In England the "mark" never appeared as a coin, but as a money of account only, and apparently came into use in the 10th century through the Danes. According to 19th century sources, it first equalled 100 pence, but after the Norman Conquest equalled 160 pence = 2/3 of the Pound Sterling, or 13 shillings and 4 pence. In Scotland, the Merk Scots comprised a silver coin of this value, issued first in 1570 and afterwards in 1663.
Germany adopted the Mark as its currency following unification in 1871. This first Mark came to be known as the Goldmark, which became Papiermark later and eventually suffered hyperinflation in 1923 (see inflation in the Weimar Republic).

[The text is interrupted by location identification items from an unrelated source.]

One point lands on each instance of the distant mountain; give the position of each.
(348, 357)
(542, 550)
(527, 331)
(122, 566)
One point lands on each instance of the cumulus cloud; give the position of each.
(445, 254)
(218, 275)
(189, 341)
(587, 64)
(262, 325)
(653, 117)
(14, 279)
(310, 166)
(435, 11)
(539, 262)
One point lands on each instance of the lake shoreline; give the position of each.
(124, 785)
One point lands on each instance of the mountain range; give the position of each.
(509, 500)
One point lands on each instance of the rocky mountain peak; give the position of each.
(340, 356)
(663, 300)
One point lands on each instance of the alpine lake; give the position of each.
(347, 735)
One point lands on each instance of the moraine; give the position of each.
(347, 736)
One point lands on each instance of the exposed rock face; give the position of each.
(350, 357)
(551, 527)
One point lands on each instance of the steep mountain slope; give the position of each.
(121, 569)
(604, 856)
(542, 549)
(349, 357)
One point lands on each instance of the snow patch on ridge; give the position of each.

A new Mark was introduced, called the Rentenmark (worth Papiermark), swiftly replaced by the Reichsmark in 1924.
The German Mark was introduced by the western allies in their zones of occupation in 1948, with the Soviets issuing their own Deutsche Mark (often referred to as the East German Mark or Ostmark, later officially called the "Mark der DDR") later that same year.